On Thursday, July 6, 2017 at 7:04:18 AM UTC+2, John Bugner wrote:
>
> In imperative OO languages, there are for/while loops:
>
> A for-loop often looks like this:
>
>     for (i = 0; i < 100; i++) {
>       a[i] = f(i);
>     }
>
> In Elm (and Haskell), we have the neat `map` function that captures this 
> pattern:
>
>     map f a
>
> A while-loop looks like this:
>
>     while (!isDone(s)) {
>       f(s);
>     }
>
> Haskell has the `until` function that captures this pattern:
>
>     until isDone f s
>
> Elm lacks this function. Is there a reason why? What's the current elmic 
> way of doing this? Explicit recursion, I assume?
>
> Anyways, it seems that somebody else already yearned for `until` like me, 
> and made this module: 
> http://package.elm-lang.org/packages/Chadtech/elm-loop/1.0.2/Loop ...
>
> I note though, that he changed the order of the arguments from Haskell's 
> `(a -> Bool) -> (a -> a) -> a -> a` to `(a -> Bool) -> a -> (a -> a) -> a`. 

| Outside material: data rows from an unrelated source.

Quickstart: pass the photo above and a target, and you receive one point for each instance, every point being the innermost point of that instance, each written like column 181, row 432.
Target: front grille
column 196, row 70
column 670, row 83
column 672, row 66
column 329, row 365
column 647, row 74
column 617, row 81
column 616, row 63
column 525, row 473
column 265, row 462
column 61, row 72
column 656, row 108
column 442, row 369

> I'm not sure why. If he wanted to match the usual impOO order, then why not 
> `a -> (a -> Bool) -> (a -> a) -> a` instead ? Anyways, I think Haskell's 
> order is the right order, because it let's you make useful closures, like 
> this:
>
>     collatz : Int -> Int
>     collatz =
>       let
>         u : Int -> Int
>         u n =
>           if isEven n
>           then n // 2
>           else 3 * n + 1
>       in
>         until ((==) 1) u
>
> This function is elegantly defined, but not very useful, because the 
> result of every (positive) number will simply return 1 (mathematicians 
> strongly suspect so, anyways). What's interesting is the *sequence* that a 
> number makes on it's way down to 1. So I made a function that repeats like 
> `until`, but also records each intermediate result in a list, like `scanl`:
>
>     scanUntil : (a -> Bool) -> (a -> a) -> a -> List a
>     scanUntil p u s =
>       let
>         p_ : List a -> Bool
>         p_ xs = case xs of
>             [] -> True
>             x :: _ -> p x
>         u_ : List a -> List a
>         u_ xs = case xs of
>             [] -> []
>             x :: _ -> u x :: xs
>       in
>         until p_ u_ [s]
>
> I'm not sure that `scanUntil` is the best name. Can anybody think of a 
> better name? I also note that list that it returns is reversed compared to 
> `scanl`'s and Haskell's `iterate` function ( 
> https://hackage.haskell.org/package/base-4.7.0.2/docs/Prelude.html#v:iterate 
> ), but feels right because the most useful value is probably going to be 
> the last one calculated. But maybe this doesn't matter, because if you 
> really want the last one calculated, then you'd just use `until` instead 
> anyways.
>
> Anyways... answers, thoughts, and comments are welcome.